Cela me fait vraiment plaisir d’entendre ça après toutes les polémiques auxquelles j’ai eu le droit en France sur ce sujet. Cette chanson est effectivement un hommage aux hommes que j’ai composé avec Tristan Salvati. Lorsque je l’ai rejoint en studio pour notre deuxième séance je venais de me faire agresser par un chauffeur de taxi alors que j’étais en trottinette à Paris. En lui racontant, je m’entends lui dire « Si j’étais un homme, je ne suis pas sûr qu’il aurait réagi de la même manière… ». Je pense que la chanson était là depuis un petit moment en fait (rires). C’est un titre que l’on a composé très rapidement. Je savais que le féminisme allait transpirer dans cet album et s’infuser un peu partout. Malgré tout, je trouvais ça important que mon amour des hommes et de tous les genres puisse se ressentir dans cet objet. C’est important d’avoir en tête que le féminisme n’est pas une guerre des genres, au contraire.

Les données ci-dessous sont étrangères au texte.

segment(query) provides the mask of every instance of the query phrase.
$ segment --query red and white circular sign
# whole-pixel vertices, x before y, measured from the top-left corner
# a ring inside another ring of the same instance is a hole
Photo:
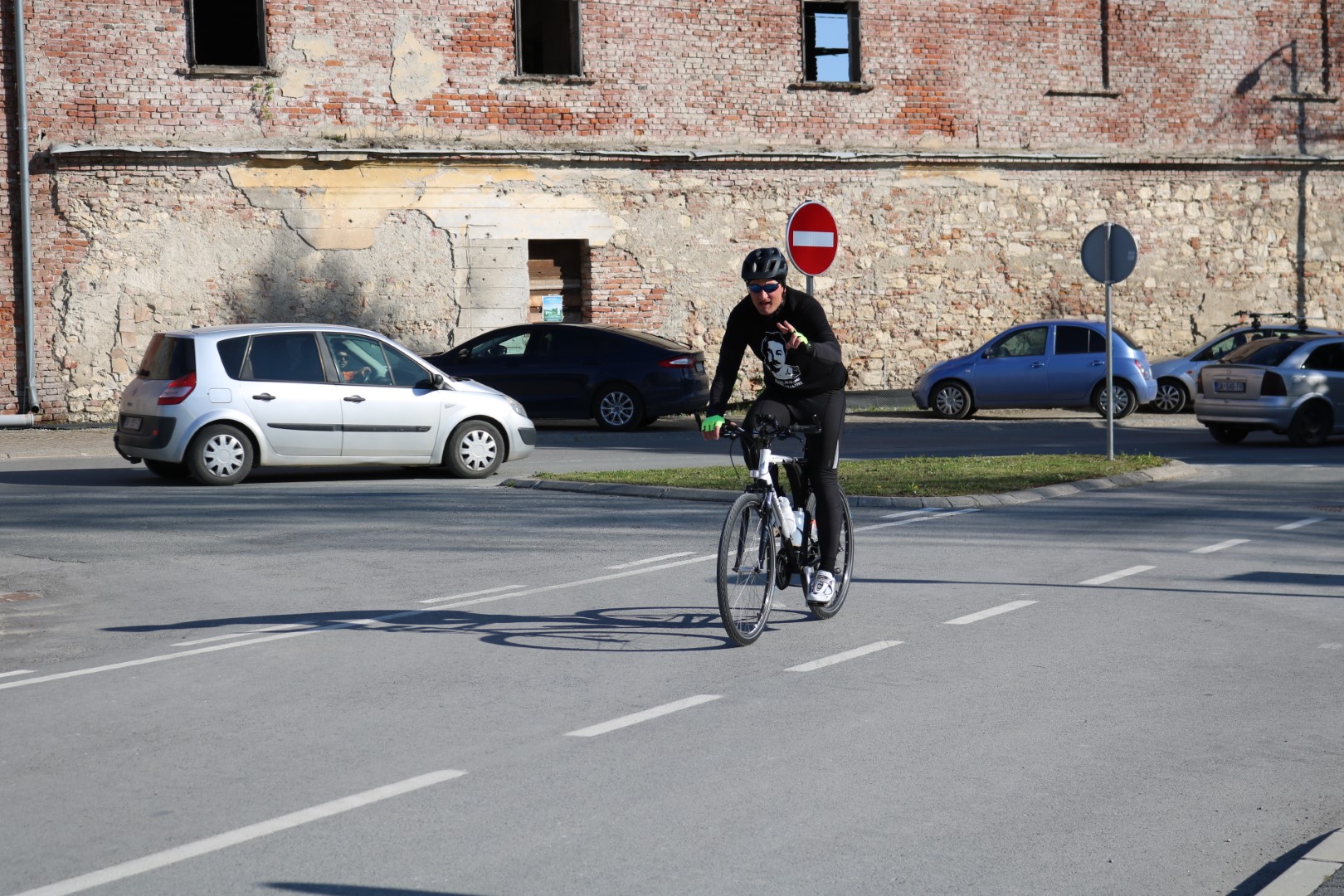
[[[836,259],[840,247],[840,231],[831,210],[817,201],[808,200],[789,215],[785,227],[785,244],[789,261],[804,274],[816,277],[824,274]]]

Dans le titre Les Garçons, malgré le fait que l’album soit profondément féministe, tu dis « Moi je les aime ces hommes, qui m’entraînent qui embarquent mon âme ». Est-ce une preuve qu’aimer les hommes n’est pas antinomique avec le fait d’être féministe ?

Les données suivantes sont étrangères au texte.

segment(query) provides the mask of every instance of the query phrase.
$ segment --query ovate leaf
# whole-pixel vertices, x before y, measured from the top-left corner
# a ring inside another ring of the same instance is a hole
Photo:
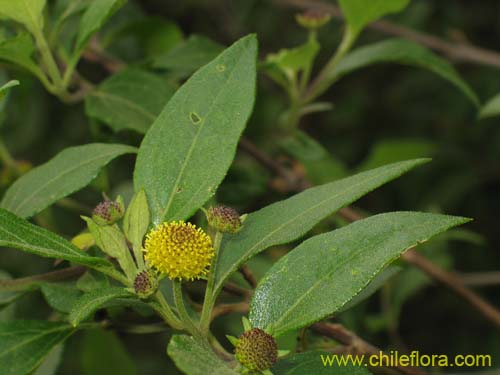
[[[15,320],[0,322],[0,373],[25,375],[74,330],[69,324]]]
[[[354,50],[340,61],[332,71],[331,77],[338,79],[354,70],[382,62],[394,62],[430,70],[457,87],[474,105],[479,104],[477,95],[448,61],[420,44],[406,39],[384,40]]]
[[[174,91],[161,77],[129,69],[91,91],[85,98],[85,112],[114,131],[132,129],[146,133]]]
[[[168,344],[167,353],[186,375],[239,374],[218,358],[209,346],[203,345],[190,336],[173,336]]]
[[[71,242],[0,208],[0,246],[45,258],[64,259],[95,269],[112,269],[105,259],[84,253]]]
[[[6,0],[9,1],[9,0]],[[76,51],[83,51],[89,39],[127,0],[94,0],[80,21],[76,39]]]
[[[369,23],[386,14],[397,13],[410,0],[338,0],[351,32],[356,35]]]
[[[69,313],[82,295],[75,283],[44,283],[41,290],[49,306],[63,313]]]
[[[85,187],[114,158],[134,152],[134,147],[118,144],[68,147],[12,184],[0,207],[21,217],[33,216]]]
[[[0,15],[22,23],[34,32],[43,28],[43,8],[46,0],[0,0]]]
[[[393,212],[315,236],[281,258],[251,303],[254,327],[279,336],[331,315],[406,249],[469,219]]]
[[[19,65],[43,80],[44,74],[32,58],[34,52],[35,45],[27,33],[0,42],[0,60]]]
[[[255,95],[257,40],[247,36],[196,72],[146,133],[134,171],[154,223],[186,219],[224,178]]]
[[[498,115],[500,115],[500,94],[488,100],[479,112],[479,117],[482,119]]]
[[[82,320],[86,319],[99,308],[104,307],[109,301],[130,296],[129,291],[119,287],[102,288],[85,293],[73,305],[68,320],[76,327]]]
[[[300,238],[340,208],[427,161],[416,159],[389,164],[308,189],[251,213],[241,231],[224,236],[215,265],[215,292],[255,254]]]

Disons que c’était ma démarche une fois que j’avais fait ma tracklist. C’est une chanson que j’ai écrite alors que j’étais dans la maison d’un ami sur la côte des Basques en France. On remontait d’une balade sous la pluie, le temps venait de se calmer et peu de temps avant d’arriver à la maison et j’ai alors pris mes distances avec mes amis. Une phrase après l’autre est ainsi arrivée dans ma tête avant que je ne les enregistre sur mon dictaphone. Ça s’est vraiment construit a cappella et spontanément. C’est donc au moment de la tracklist que j’ai fait le choix de pondérer certains morceaux féministes que j’avais déjà.
Tu partages depuis un moment ta carrière artistique entre la musique, le cinéma et le théâtre. Qu’est-ce que t’apportent ces autres formes d’art ?
Je ne suis plus moi et ça fait du bien (rires). Lorsque je fais de la musique, je ne peux pas tricher. Il n’est question que de ma voix, de mes envies, de mes arrangements. La voix est à mon sens l’organe le plus intime. On ne peut pas tricher. Je chante mes textes et ce que j’ai envie de raconter. Là ou lorsque je suis dans la peau d’une autre je vais chercher des facettes de moi que je tais ou que n’ai jamais éveillé jusque-là. Cela me permet de lâcher des choses de manières inconscientes émotionnellement.